Judge shoots down SEC claim that Morgan Keegan misled auction-rate securities investors
A U.S. judge rejected Securities and Exchange Commission claims that Regions Financial Corp.'s Morgan Keegan brokerage unit misled investors about $2.2 billion in auction-rate securities before the market for the instruments collapsed in 2008.
“The SEC has not introduced any evidence to show that Morgan Keegan instituted a companywide policy encouraging its brokers to misrepresent ARS liquidity risks,” U.S. District Judge William S. Duffey Jr. said today in a summary judgment in Atlanta. The “failure to predict the market does not amount to securities fraud.”
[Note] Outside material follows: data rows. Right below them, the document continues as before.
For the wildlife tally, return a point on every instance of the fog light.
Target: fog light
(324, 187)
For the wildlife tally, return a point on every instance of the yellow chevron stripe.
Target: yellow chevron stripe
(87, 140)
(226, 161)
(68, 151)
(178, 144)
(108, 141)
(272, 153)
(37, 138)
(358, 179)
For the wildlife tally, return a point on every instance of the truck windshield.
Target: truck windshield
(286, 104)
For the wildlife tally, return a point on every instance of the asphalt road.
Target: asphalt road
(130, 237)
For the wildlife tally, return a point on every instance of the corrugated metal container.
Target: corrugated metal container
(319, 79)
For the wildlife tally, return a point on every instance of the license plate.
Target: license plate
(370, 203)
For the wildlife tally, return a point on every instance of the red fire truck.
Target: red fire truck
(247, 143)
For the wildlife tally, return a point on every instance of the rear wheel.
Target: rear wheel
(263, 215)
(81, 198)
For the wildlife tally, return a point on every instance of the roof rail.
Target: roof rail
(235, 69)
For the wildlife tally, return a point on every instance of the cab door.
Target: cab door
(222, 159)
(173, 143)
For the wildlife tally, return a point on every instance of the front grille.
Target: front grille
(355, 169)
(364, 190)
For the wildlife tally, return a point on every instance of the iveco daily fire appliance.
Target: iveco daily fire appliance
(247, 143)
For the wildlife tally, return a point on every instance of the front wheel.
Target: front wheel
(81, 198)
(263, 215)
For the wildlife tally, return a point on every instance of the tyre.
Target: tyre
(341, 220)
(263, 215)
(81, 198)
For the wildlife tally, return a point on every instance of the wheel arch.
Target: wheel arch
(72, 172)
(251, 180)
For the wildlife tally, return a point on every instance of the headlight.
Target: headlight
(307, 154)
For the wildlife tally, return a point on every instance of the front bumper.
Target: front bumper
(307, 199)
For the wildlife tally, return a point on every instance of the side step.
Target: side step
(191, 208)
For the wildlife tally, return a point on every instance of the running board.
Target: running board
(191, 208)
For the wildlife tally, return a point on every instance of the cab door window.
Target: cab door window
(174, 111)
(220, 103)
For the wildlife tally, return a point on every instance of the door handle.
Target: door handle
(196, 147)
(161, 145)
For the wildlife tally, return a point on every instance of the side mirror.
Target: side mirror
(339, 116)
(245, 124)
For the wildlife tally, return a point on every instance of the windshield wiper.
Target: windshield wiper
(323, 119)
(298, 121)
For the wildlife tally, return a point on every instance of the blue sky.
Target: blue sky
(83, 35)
The SEC sued Morgan Keegan in July 2009, claiming it encouraged brokers to push the debt before the $330 billion market froze in February 2008, and customers weren't told about the growing risk the securities could become difficult to sell. Since then, dozens of banks have returned billions of dollars to harmed investors.
John Nester, an SEC spokesman, said the agency is considering whether to appeal. A phone call after normal business hours to Tim Deighton, a spokesman for Birmingham, Alabama-based Regions, wasn't immediately returned.
Federal and state regulators have sanctioned banks for selling auction-rate securities as safe, cash-like investments. The instruments are typically municipal bonds, corporate bonds and preferred stocks whose rates of return are periodically reset through an auction.
Customer Complaints
The SEC cited testimony of four customers claiming they were misled by Morgan Keegan brokers who allegedly said ARS were “cash equivalents” and “completely liquid,” according to the judgment. Duffey faulted the agency for arguing those investors' claims were true for others.
“The SEC is attempting to bootstrap the investor-specific impact of the misrepresentations alleged by four individual investors as a grounds to seek relief for a whole class of investors without any evidence that the other investors received similar oral misrepresentations,” Duffey said in the judgment.
In a separate case last week, two Morgan Keegan units agreed to pay about $200 million to settle regulators' claims they published inaccurate asset values for subprime-mortgage backed securities and sold shares to investors based on inflated prices. Regions said it will consider “strategic alternatives” for the Morgan Keegan unit.